There are two major types of SLOC measures: physical SLOC and logical SLOC. Specific definitions of these terms vary depending on particular circumstances. The most common definition of physical SLOC is a count of lines in the text of the program's source code including comment lines and, sometimes, blank lines. Logical SLOC attempts to measure the number of executable expressions (such as operators, functions, etc.), but their specific definitions are tied to specific computer languages.

Therefore, each approach has its own strong and weak points: physical SLOC is easier to measure, but it is very sensitive to coding style conventions and code formatting, while logical SLOC is less sensitive to these factors yet not so easy to measure.

An Example of SLOC Measurement

Have a look at this code:

for (i=0; i<100; ++i) printf("%d bottles of beer on the wall\n");
//How many LOCs is here?

It has 2 physical SLOC, 2 logical SLOC (the loop operator for and the function call operator printf) and 1 comment line.

Now let's change the code formatting in the following way:

for (i=0; i<100; ++i)
{
    printf("%d bottles of beer on the wall\n ");
}
//How many LOCs is here?

We've got 5 physical SLOC and the same 2 logical SLOC and 1 comment line.

SLOC and Software Properties

The SLOC metric is obviously associated with the system complexity: the larger the code's size, the more complex the system is. For instance, SLOC for Windows NT 3.1 is about 4-5 million and 45 million for Windows XP; Linux kernel 2.6 has 5.6 million SLOC, and Linux kernel 3.6 has 15.9 million SLOC.

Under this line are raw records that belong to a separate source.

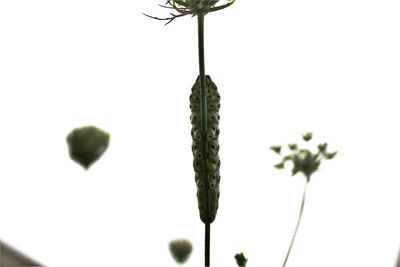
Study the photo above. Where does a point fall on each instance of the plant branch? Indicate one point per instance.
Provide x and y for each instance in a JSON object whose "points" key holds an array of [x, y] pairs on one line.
{"points": [[204, 115], [298, 224]]}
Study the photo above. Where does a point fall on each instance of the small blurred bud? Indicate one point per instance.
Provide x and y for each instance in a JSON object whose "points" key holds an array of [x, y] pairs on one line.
{"points": [[276, 149], [180, 249], [279, 165], [87, 144], [330, 155], [240, 259], [292, 146], [307, 136]]}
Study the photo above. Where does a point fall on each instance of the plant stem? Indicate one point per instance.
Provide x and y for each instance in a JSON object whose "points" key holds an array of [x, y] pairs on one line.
{"points": [[204, 115], [298, 223]]}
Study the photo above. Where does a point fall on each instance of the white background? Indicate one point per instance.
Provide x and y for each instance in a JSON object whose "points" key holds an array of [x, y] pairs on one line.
{"points": [[282, 68]]}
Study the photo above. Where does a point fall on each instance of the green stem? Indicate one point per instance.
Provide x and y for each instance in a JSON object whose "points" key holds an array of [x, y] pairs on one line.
{"points": [[200, 20], [298, 223]]}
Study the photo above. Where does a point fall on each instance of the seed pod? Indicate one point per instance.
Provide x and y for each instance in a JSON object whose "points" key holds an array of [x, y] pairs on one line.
{"points": [[207, 180], [87, 144]]}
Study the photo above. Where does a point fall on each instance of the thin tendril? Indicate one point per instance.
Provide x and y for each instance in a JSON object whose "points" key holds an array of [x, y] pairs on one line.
{"points": [[298, 223]]}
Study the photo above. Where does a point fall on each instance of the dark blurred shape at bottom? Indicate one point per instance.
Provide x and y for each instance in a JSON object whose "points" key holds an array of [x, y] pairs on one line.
{"points": [[10, 257]]}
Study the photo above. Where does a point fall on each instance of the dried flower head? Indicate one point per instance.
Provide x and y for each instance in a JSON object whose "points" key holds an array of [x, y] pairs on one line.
{"points": [[304, 161], [191, 7]]}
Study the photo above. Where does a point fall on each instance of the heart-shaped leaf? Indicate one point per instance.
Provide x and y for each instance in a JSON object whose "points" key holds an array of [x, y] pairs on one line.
{"points": [[87, 144]]}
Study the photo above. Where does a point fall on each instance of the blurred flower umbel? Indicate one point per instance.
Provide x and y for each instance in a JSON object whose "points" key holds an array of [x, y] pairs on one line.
{"points": [[304, 161], [191, 7]]}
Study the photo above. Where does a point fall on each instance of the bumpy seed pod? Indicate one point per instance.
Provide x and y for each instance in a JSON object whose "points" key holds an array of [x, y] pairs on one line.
{"points": [[206, 182]]}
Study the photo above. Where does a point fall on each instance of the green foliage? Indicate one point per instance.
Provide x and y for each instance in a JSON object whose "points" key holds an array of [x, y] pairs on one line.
{"points": [[304, 161], [180, 249], [87, 144], [241, 259]]}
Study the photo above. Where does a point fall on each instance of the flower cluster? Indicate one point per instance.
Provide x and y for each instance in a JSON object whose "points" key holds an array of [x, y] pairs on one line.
{"points": [[304, 161]]}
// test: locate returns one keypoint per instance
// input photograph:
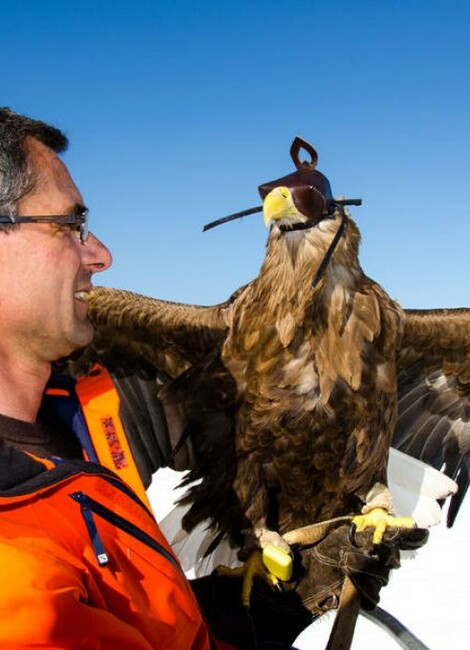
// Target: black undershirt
(47, 437)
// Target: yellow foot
(272, 564)
(380, 519)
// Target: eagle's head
(301, 199)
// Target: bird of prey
(282, 401)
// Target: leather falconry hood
(310, 189)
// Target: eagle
(283, 401)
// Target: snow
(428, 594)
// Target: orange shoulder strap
(100, 402)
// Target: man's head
(17, 176)
(46, 268)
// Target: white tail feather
(417, 488)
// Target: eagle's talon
(352, 528)
(380, 520)
(272, 565)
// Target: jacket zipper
(88, 506)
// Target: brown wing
(172, 336)
(434, 394)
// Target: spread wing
(434, 394)
(171, 336)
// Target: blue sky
(177, 111)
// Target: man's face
(46, 270)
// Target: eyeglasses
(78, 221)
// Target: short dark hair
(17, 176)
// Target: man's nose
(95, 254)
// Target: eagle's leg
(265, 553)
(272, 563)
(376, 514)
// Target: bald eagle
(282, 401)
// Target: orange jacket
(84, 564)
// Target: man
(56, 590)
(84, 564)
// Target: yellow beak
(278, 204)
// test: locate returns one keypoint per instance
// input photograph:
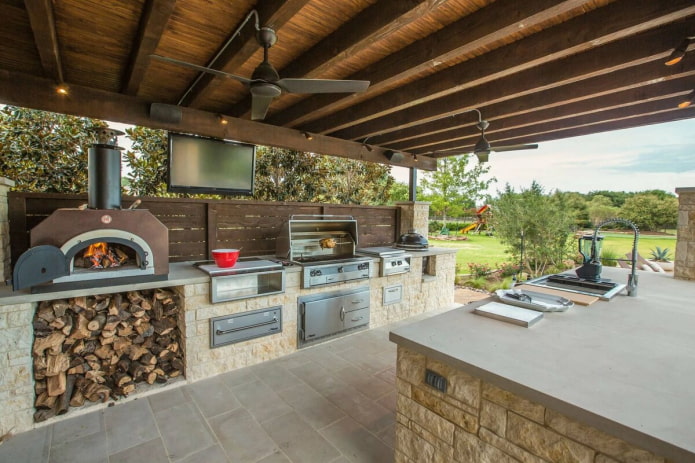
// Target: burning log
(99, 347)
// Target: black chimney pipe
(104, 184)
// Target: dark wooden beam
(464, 36)
(629, 52)
(600, 127)
(532, 109)
(272, 13)
(539, 130)
(619, 20)
(31, 92)
(43, 26)
(356, 35)
(154, 19)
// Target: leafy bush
(660, 255)
(479, 270)
(508, 269)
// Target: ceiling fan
(265, 84)
(482, 148)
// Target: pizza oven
(99, 244)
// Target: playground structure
(482, 215)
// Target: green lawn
(482, 249)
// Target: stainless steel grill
(324, 245)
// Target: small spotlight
(679, 52)
(688, 100)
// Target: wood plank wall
(197, 226)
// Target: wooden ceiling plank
(540, 128)
(354, 36)
(32, 92)
(42, 22)
(629, 52)
(472, 32)
(272, 13)
(155, 17)
(531, 109)
(614, 22)
(635, 120)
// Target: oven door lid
(37, 265)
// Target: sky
(660, 156)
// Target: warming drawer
(322, 315)
(248, 325)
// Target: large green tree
(535, 224)
(45, 152)
(456, 185)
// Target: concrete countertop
(180, 273)
(625, 366)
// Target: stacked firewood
(93, 348)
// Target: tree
(541, 221)
(147, 162)
(455, 186)
(649, 212)
(601, 208)
(45, 152)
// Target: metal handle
(315, 216)
(232, 330)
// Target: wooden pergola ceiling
(538, 70)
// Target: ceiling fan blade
(259, 106)
(322, 85)
(500, 149)
(202, 68)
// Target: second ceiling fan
(482, 148)
(265, 83)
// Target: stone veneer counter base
(611, 382)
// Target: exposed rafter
(43, 26)
(154, 20)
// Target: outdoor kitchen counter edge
(180, 273)
(623, 366)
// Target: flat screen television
(208, 165)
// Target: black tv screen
(207, 165)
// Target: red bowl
(225, 257)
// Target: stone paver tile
(150, 452)
(356, 443)
(299, 440)
(242, 438)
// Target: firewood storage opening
(102, 347)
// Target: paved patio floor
(330, 403)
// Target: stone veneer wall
(684, 267)
(5, 271)
(477, 422)
(421, 293)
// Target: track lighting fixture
(393, 156)
(679, 52)
(688, 100)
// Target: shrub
(479, 270)
(507, 269)
(660, 255)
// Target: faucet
(632, 278)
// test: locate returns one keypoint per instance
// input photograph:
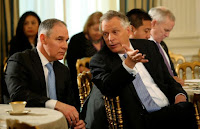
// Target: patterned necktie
(51, 82)
(143, 94)
(165, 60)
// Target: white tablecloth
(44, 118)
(191, 90)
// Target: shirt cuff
(50, 103)
(131, 71)
(181, 94)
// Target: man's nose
(110, 37)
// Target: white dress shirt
(154, 91)
(50, 103)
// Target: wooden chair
(196, 102)
(177, 59)
(4, 64)
(84, 85)
(81, 64)
(113, 112)
(194, 67)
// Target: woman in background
(84, 44)
(26, 33)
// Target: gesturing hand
(133, 57)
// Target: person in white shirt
(163, 21)
(28, 76)
(131, 69)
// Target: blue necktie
(51, 82)
(165, 60)
(143, 94)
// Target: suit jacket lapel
(37, 66)
(144, 46)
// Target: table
(44, 118)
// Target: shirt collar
(121, 55)
(42, 58)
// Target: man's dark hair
(136, 16)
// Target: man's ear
(42, 38)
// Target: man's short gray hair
(161, 13)
(111, 14)
(46, 26)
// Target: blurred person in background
(163, 21)
(26, 33)
(140, 24)
(84, 44)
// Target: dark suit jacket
(171, 63)
(25, 80)
(112, 79)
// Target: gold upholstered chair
(184, 69)
(82, 64)
(113, 112)
(15, 124)
(84, 85)
(196, 102)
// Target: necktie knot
(125, 55)
(49, 66)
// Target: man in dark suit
(163, 21)
(115, 75)
(27, 74)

However, it's not as definite in case of software quality and reliability. Every real-life software product contains bugs, and the tendency is that larger programs have more bugs. The point becomes pretty clear when we introduce the "bugs/SLOC" ratio: even if it remains constant, the absolute quantity of bugs grows alongside with the program's size. Intuition tells us that it happens due to the rising system complexity (A. Tanenbaum). And not just intuition (see diagram: "typical error density"). This consideration underlies such development principles as KISS, DRY and SOLID. To support this idea, let me quote a meaningful phrase by the classic E. Dijkstra: "Simplicity is prerequisite for reliability", and a paragraph from his work "The Fruits of Misunderstanding":

...Yet people talk about programming as if it were a production process and measure "programmer productivity" in terms of "number of lines of code produced". In so doing they book that number on the wrong side of the ledger: we should always refer to "the number of lines of code spent".

Conclusion

Thus, we have found out that a software project grows in complexity when growing in size (the SLOC measure), which leads to more bugs. Unfortunately (or otherwise), the technological progress is unstoppable, and computer systems' complexity will go on to grow, requiring ever more resources to find and fix bugs (not without adding new ones at the same time, of course), that's why developers should consider using the static analysis methodology and specialized static analysis tools to reduce the number of bugs and enhance the efficiency of the development process in general.